When you sell yourself something, and all the parts fit, you resent the hell out of having somebody kick the foundation out from under it. You want to grab the structure to keep it from falling down.

“He played all night long?” I said, looking at that big red earnest face, looking in vain for any hint of lie or evasion.

His fleeting grin was mildly lewd. “Well into the bright cruel light of day, McGee. I can understand anybody being startled, after a good look at that Swede bride. Maybe poor Vance had to take a breather. She looks like one hell of a project.”

My pretty tower fell down. Fallacious suppositions make a hell of a jangle when they hit the dirt, particularly when you dislike the person you’ve nominated. I’d heard one little piece of that quarrel too, a piece that could be related to the previous Wednesday night. Maybe I’d heard him asking her where she’d gone that night. And she taunted him about Mexican boyfriends…

“Did Ulka have a night on the town too?” I asked him.

“She was going to, but not what you’d call a real swinging situation. One of Joanne’s concert things. I miss every one I can. Cocktails and a dinner party and a concert party. It was all set up, and Ulka decided not to go, and Joanne went alone.”

“Maybe Ulka went out later. Did they have a rental car?”

“I loaned them the Corvette I bought Jo. It’s the three-sixty and it’s just too much car for her. It scares her. Vance was wondering about buying it and they could drive it to San Francisco and have the rest of their stuff shipped. Okay with me, but we didn’t get around to making the deal. It’s new. About fifteen hundred miles on it. It scares Jo. She gets absent-minded and gooses it and it scares her.”

“Was that Wednesday night the only time they’ve been apart?”

“He stuck pretty close to her.”

“They drive around in that car much?”

“We were keeping them too busy. What’s this all about?”

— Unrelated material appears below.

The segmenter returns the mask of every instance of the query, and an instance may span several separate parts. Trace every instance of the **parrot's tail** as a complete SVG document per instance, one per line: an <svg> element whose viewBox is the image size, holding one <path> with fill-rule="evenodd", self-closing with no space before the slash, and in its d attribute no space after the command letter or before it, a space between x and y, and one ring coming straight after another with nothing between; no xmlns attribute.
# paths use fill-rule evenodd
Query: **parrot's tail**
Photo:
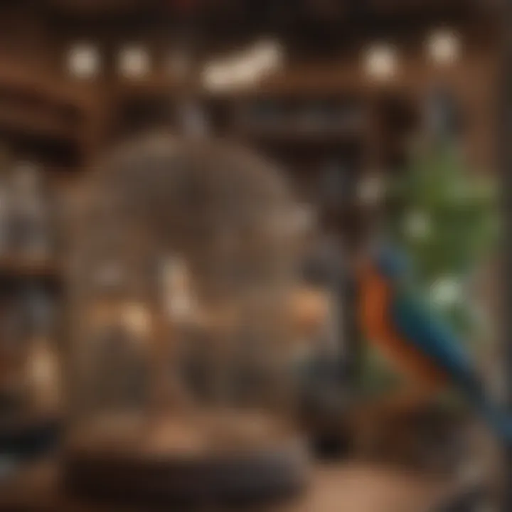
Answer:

I shrugged. “Nothing. Idle chatter.” After some small talk, he fixed himself another drink and ambled off into the house. I went. down the path to the guest house. The Sting Ray was in the carport, top down. I looked at the speedometer, and then walked slowly and thoughtfully back to the main house. I couldn’t tell Glenn what was on my mind. The toppled pieces of my theory suddenly looked good again. I was putting it back together, with a new name on it. The problem was motive. A weird guess stopped me in my tracks. I took long strides the rest of the way to the main house.